The researchers, led by Pratik Tarafdar from The Institute of Mathematical Sciences in Chennai, are on the verge of achieving an unprecedented dynamic range that allows them to "listen" to the bass sections of the cosmic gravitational-wave symphony. These waves are believed to originate from colossal black hole pairs, millions of times more massive than the Sun, engaging in a cosmic dance.
Yashwant Gupta, the Centre Director at the National Centre for Radio Astrophysics (NCRA) in Pune, expressed his enthusiasm at seeing the unique data from the GMRT being utilized for international efforts in gravitational wave astronomy. The team's results mark a crucial milestone in unlocking a new window into the gravitational wave spectrum, brimming with astrophysical discoveries.
The breakthrough findings were made possible through the collaboration of the European Pulsar Timing Array and the Indo-Japanese colleagues of the InPTA. Over a span of 25 years, pulsar data collected from six of the world's largest radio telescopes, including the GMRT, were analyzed. The GMRT, with its upgraded capabilities in 2019, provided over three years of highly sensitive data in the low radio frequency range.
Prof. Shantanu Desai from IIT Hyderabad praised the tantalizing proximity of the EPTA+InPTA collaboration to discovering nano-hertz gravitational waves. He acknowledged the efforts of numerous scientists, including early-career researchers and undergraduate students, in reaching this stage.
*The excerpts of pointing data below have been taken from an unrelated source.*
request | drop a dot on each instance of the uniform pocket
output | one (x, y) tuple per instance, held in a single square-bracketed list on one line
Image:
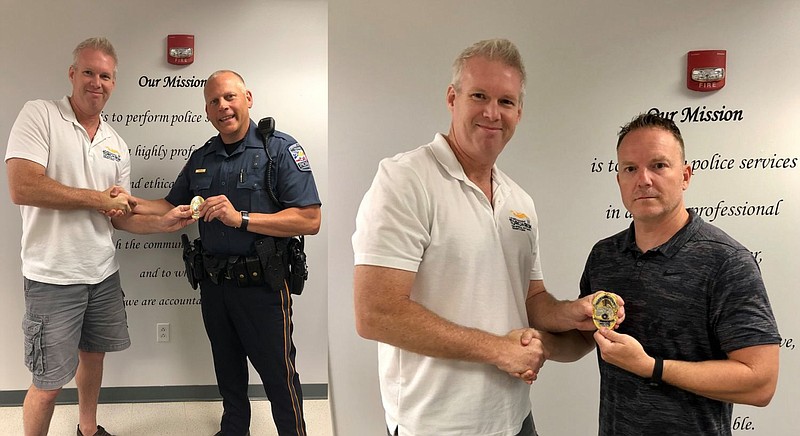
[(34, 357), (201, 184)]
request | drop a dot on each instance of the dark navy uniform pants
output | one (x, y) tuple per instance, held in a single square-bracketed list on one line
[(254, 323)]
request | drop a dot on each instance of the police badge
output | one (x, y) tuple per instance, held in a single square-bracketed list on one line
[(604, 310), (195, 204)]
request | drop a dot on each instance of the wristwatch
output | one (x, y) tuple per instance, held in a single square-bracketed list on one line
[(245, 220)]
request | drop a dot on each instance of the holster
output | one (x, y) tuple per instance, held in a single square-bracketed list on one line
[(246, 271), (193, 260), (298, 268), (272, 254)]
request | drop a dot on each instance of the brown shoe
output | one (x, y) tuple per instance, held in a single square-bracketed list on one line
[(100, 432)]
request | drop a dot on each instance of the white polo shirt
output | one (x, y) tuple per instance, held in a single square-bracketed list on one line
[(473, 265), (68, 246)]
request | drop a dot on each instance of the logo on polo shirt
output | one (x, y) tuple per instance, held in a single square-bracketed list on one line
[(520, 221), (111, 154)]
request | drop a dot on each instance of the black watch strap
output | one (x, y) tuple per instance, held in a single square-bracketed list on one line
[(658, 370), (245, 220)]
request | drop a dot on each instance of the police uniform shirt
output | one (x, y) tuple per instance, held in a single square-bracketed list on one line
[(241, 176)]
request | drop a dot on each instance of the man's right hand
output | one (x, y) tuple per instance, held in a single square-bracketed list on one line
[(523, 354), (117, 202)]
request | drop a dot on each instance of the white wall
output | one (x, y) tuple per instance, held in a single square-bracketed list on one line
[(591, 66), (280, 47)]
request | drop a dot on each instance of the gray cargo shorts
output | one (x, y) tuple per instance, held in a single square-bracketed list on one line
[(61, 319)]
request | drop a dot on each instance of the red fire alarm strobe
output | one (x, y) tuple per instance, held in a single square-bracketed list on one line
[(705, 70), (180, 49)]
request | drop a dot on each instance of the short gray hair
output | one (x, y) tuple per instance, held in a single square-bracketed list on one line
[(100, 43), (218, 73), (497, 49)]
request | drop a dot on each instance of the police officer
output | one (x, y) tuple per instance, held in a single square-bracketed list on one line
[(244, 315)]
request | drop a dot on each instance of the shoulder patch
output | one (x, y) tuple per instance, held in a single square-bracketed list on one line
[(299, 157)]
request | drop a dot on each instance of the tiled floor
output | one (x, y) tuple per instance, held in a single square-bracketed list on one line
[(168, 419)]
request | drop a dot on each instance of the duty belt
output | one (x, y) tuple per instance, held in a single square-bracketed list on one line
[(245, 271)]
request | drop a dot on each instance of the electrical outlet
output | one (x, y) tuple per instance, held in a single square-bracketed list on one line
[(162, 332)]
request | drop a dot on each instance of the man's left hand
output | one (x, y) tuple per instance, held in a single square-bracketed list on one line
[(219, 207)]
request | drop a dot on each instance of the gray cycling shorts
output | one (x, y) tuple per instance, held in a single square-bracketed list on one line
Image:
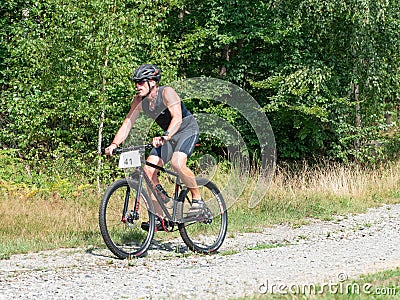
[(184, 141)]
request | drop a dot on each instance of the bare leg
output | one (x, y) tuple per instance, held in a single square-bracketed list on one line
[(178, 163)]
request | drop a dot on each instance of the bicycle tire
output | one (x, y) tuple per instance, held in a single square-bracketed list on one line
[(204, 237), (125, 239)]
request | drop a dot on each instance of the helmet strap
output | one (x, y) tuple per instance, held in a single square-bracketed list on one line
[(150, 89)]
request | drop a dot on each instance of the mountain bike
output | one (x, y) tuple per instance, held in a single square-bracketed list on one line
[(128, 216)]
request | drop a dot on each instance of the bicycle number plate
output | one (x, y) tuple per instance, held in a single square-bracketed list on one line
[(129, 159)]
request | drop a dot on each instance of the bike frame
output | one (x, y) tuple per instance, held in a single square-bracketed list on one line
[(142, 175)]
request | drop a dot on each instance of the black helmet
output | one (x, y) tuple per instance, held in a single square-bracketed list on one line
[(147, 71)]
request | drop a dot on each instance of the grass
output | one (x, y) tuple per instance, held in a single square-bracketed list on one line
[(38, 211), (381, 285)]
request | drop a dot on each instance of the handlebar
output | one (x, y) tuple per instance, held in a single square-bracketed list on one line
[(130, 148)]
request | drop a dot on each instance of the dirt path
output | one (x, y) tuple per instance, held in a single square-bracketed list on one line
[(319, 253)]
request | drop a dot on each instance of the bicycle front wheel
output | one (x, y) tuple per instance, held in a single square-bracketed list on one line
[(208, 235), (121, 224)]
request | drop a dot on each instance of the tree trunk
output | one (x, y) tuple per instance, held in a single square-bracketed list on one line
[(358, 116)]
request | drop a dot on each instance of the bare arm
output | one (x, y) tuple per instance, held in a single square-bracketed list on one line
[(126, 126)]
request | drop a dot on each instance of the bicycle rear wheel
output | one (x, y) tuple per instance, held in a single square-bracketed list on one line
[(208, 235), (122, 232)]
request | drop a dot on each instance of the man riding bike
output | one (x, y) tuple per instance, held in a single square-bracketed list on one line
[(181, 131)]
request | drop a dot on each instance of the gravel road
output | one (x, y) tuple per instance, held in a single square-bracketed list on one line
[(322, 252)]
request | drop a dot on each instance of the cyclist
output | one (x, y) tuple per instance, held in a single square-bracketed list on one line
[(181, 131)]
The InPTA experiment involved researchers from several institutions in India, including NCRA (Pune), TIFR (Mumbai), IIT (Roorkee), IISER (Bhopal), IIT (Hyderabad), IMSc (Chennai), and RRI (Bengaluru), as well as their counterparts from Kumamoto University in Japan.
Observations were conducted using the 100-m Effelsberg radio telescope in Germany, the Lovell Telescope of the Jodrell Bank Observatory in the United Kingdom, the Nancay Radio Telescope in France, the Sardinia Radio Telescope in Italy, and the Westerbork Synthesis Radio Telescope in the Netherlands.